Hungary’s premier arrived at the EU summit with a mandate from the Hungarian Parliament that tied his hands in several aspects.

We know that in Viktor Orbán’s centralized authoritarian regime the function of the parliament is not to control but to reinforce the government, and the MPs forming the two-thirds pro-government majority are typically selected based on their unconditional loyalty to the Prime Minister’s person rather than their individual competence. However, just one week before the EU summit, even this majority initiated and agreed to adopt a parliamentary resolution which stated that: a) Orbán is not allowed to accept an agreement that ties EU funds to the rule of law in any way, and b) he can accept nothing before the closure of the Article 7 proceedings, which Hungary was subjected to exactly because of the disastrous rule of law situation. There was also the additional requirement that Orbán must not accept any agreement where the EU supports parties and NGOs that are considered members of the Soros network in Hungary. 
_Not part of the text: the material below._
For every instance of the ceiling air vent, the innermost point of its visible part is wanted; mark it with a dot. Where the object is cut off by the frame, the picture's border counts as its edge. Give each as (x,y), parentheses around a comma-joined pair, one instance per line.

The absurdity of the situation is clearly shown by the fact that the Orbán regime, in a misguided effort to seek potential domestic communication benefits, set impossible conditions for the Hungarian PM since the European Council can neither close nor even put on its agenda Article 7 proceedings that are launched by the EP and the Commission. 

As far as the requirement regarding the Soros-controlled parties and NGOs are concerned, few people other than Orbán fanatics and conspiracy theorists can even wrap their mind around the idea, so it obviously could not even be raised as an issue. The absurdity of Hungarian parliamentarism was only surpassed by one thing: how the Hungarian PM posed as the triumphant victor for his lackey media, which now makes up nearly the entire spectrum of Hungarian media, even though he failed to get any of the Hungarian Parliament’s conditions accepted. 

Unfortunately, the numbers of the budget and the economic recovery package don’t give much reason to celebrate.

Even without untangling the highly complicated mechanisms and the exact numbers of the EU budget, it is quite clear that the cohesion funds make up a much smaller share of this €1824 billion, and the rural development monies were halved in the economic recovery programme. The problem is that both of these areas are extremely important for Hungary, although the PM personally might not be quite so worried since he built his whole regime on channelling the EU funds to the pockets of his friends and family anyway. Consequently, the people who are still dedicated to the rule of law and transparency in Hungary are very concerned, because the Council’s laboured decision hardly offers any guarantees for a positive change in fund allocation.

In fact, despite all the sweat and tears that must have been shed behind closed doors, the Council didn’t even attempt to bypass the corrupt centralized national institutions by distributing EU funds directly to the worthy local governments or small and medium enterprises. 

This shows that the EU is not planning to change the current practice of funding international big business in the West and financing the politically connected oligarchs in the East. It’s a shame that small and medium enterprises still have to carry the weight of Europe’s economy while they suffered the biggest losses in the crisis. There’s no Europe without them.

Although Hungary as a non-Eurozone country is not directly affected by how the funds of the economic recovery package are distributed, it still concerns us in terms of the EU’s future.

After maxing out on short-sightedness over the last few months, the “frugal four” are now happy to see that a larger share of the sum is made up of loans rather than funds.

However, their happiness won’t last long since the southern states, which the northerners decided not to fund this time, are already terribly indebted and this package will just make it worse. There is a significant risk that the southern states, which already had lots of difficulties meeting the Maastricht criteria of the common currency, will now receive a seemingly favourable loan that may nonetheless hugely increase their debts. Sinking even lower in the debt pit, they will have to resolve a deadly dilemma: face the political consequences of quitting the Eurozone or bear the socio-economic impacts of the austerity measures they need to adopt to keep the Euro. Beyond any doubt, neither of these options are beneficial for the Member States or the EU as a whole. 

We are not quite so far from each other here in Europe: if the southern states fall, so falls the entire Eurozone, including the northern politicians who now pinch every penny for domestic political gains.

Yet again, they demonstrated how you can make some unprincipled and uncompassionate but easy-to-sell compromises for short-term communication gains. However, you can’t build a stable, reliable and strong Europe without common values and solidarity, but that’s exactly the kind of Europe we joined and continue to believe in.